¿Qué es la niebla de mezcla?
La niebla de mezcla es un tipo de niebla que se forma por la mezcla de dos masas de aire que, individualmente, no están saturadas, pero cuya combinación produce aire saturado. Esto es posible porque la relación entre la temperatura y la presión de vapor de saturación no es lineal (es exponencial, según la ecuación de Clausius-Clapeyron): la mezcla lineal de dos estados del aire puede producir un estado resultante que quede por encima de la curva de saturación.
¿Cómo se forma?
Imagina dos parcelas de aire: una a 20 °C con 80% de humedad relativa y otra a 5 °C con 80% de humedad relativa. Ninguna está saturada. Si se mezclan en proporción 50-50, la temperatura resultante es 12,5 °C, pero la presión de vapor resultante puede superar la presión de saturación a 12,5 °C porque la curva de saturación es cóncava. El exceso de vapor condensa formando niebla. Este proceso es el mismo que hace visible el vaho al respirar en invierno: el aire húmedo y cálido de los pulmones se mezcla con el aire frío exterior.

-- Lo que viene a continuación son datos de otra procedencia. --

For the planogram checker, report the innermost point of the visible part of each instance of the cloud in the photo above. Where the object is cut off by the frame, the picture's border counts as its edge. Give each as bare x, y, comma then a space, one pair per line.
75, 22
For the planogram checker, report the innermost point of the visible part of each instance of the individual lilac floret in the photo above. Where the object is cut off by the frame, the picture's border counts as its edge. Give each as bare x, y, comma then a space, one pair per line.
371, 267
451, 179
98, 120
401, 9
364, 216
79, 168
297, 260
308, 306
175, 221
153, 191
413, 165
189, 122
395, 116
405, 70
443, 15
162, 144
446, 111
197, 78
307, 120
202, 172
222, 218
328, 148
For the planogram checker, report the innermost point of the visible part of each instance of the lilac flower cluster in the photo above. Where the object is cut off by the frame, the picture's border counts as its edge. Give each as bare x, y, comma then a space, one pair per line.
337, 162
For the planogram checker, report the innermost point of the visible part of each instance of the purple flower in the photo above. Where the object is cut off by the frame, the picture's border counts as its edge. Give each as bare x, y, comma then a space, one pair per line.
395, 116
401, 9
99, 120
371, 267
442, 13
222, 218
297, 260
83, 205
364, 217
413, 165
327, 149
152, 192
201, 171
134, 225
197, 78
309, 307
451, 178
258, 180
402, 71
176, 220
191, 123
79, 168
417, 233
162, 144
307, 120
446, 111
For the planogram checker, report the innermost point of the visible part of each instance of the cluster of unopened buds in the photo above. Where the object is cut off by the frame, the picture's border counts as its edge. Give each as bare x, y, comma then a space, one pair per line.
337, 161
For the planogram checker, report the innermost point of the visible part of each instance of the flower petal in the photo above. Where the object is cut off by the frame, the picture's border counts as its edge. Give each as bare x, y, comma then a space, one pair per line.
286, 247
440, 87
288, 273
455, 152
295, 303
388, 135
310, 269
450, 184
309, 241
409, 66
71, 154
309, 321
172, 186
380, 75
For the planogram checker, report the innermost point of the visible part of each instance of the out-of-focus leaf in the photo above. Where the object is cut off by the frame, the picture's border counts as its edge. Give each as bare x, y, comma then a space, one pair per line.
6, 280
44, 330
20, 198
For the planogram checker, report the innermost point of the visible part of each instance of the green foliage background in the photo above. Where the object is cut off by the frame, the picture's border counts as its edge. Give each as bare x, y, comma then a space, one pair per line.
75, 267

Situaciones típicas en España
La niebla de mezcla es frecuente en España en varias situaciones: en los frentes cálidos, donde el aire cálido y húmedo se mezcla con el aire frío preexistente; en zonas costeras del Cantábrico, donde el aire marítimo templado confluye con aire continental frío; en valles fluviales, especialmente donde confluyen ríos con temperaturas diferentes; y en áreas urbanas, donde el aire caliente y húmedo de las calefacciones se mezcla con el aire frío exterior, produciendo bancos de niebla localizados.
Diferencia con otros tipos de niebla
A diferencia de la niebla de radiación (enfriamiento nocturno del suelo) o la de advección (aire cálido sobre superficie fría), la niebla de mezcla se produce específicamente por la combinación de dos masas de aire con propiedades distintas. Suele ser menos densa y más transitoria que otros tipos, ya que depende de la continuidad del proceso de mezcla. Una vez que las dos masas se homogeneizan, la niebla tiende a disiparse.